一方、奈良県教委参与としては県立学校配置の適正化計画や新任校長の指導などに携わった。その退任後に、「竹本教育研究所」を設立。子供や若者たちを対象に「地域を引っ張るリーダーを育てたい」というミッションを掲げて「寺子屋塾」の開設を目指し、今年3月には奈良県上牧町にある自宅の離れをセミナールームに改修した。

入塾生の募集活動に取り組む中で地域のニーズをくみ取り、子供・若者に限らず「リーダーシップ」や「危機管理」について学びたい経営者や管理職、子育ての悩みを持つママ、部活動の指導者を目指す人など対象の拡大を検討。10代の頃からこの国の将来にとっての重要な仕事と位置づけてきた「国防」と「教育」の現場で、それぞれリーダーとして成功を収めた経験を生かし、社会に貢献したいと強く望んでいる。
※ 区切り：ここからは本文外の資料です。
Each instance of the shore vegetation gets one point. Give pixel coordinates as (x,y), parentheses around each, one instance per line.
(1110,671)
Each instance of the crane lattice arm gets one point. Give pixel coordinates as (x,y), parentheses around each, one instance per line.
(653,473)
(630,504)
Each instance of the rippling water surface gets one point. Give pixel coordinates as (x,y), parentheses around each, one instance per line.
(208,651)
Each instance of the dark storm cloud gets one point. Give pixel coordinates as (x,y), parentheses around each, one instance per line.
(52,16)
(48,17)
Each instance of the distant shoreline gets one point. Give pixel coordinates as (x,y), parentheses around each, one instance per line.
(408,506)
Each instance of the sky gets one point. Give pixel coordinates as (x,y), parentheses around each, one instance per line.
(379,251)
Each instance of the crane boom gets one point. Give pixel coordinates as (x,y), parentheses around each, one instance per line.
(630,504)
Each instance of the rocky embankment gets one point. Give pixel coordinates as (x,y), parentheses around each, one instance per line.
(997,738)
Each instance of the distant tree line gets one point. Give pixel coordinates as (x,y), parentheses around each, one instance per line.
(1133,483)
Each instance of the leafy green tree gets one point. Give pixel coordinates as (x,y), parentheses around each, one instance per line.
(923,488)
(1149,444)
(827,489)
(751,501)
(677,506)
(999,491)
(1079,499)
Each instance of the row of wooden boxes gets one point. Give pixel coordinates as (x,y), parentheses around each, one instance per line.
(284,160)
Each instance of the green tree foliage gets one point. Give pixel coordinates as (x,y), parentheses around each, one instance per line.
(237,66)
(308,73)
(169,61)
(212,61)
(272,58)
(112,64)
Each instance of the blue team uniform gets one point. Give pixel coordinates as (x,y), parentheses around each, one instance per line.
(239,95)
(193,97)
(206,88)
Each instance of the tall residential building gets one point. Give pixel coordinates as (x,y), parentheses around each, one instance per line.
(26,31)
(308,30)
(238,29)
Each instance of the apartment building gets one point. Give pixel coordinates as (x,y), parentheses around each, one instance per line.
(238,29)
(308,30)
「志は高く、寺子屋塾を『令和の松下村塾』に育てることが夢。戦後、多くの人たちがなくしてしまった自信を取り戻し、世界によい影響を及ぼす行動を起こせる人材を送り出せたらうれしいですね」。竹本さんのミッションはまだ終わらない。

たけもと・みほ 昭和31年、京都府城陽市生まれ。奈良女子大文学部を卒業後の54年、海上自衛隊入り。青森地方協力本部長、中央システム通信隊司令などを歴任して平成23年に退官し、24年から5年間、公募で就任した大阪府立狭山高校長を務めた。令和2年に竹本教育研究所を開設。母校の同大学に4年新設された工学部の非常勤講師となる。著書に「任務完了」(並木書房)、「56歳の青春宣言-女性自衛官 校長になる-」(星湖舎)、「国防と教育」(PHP研究所)など。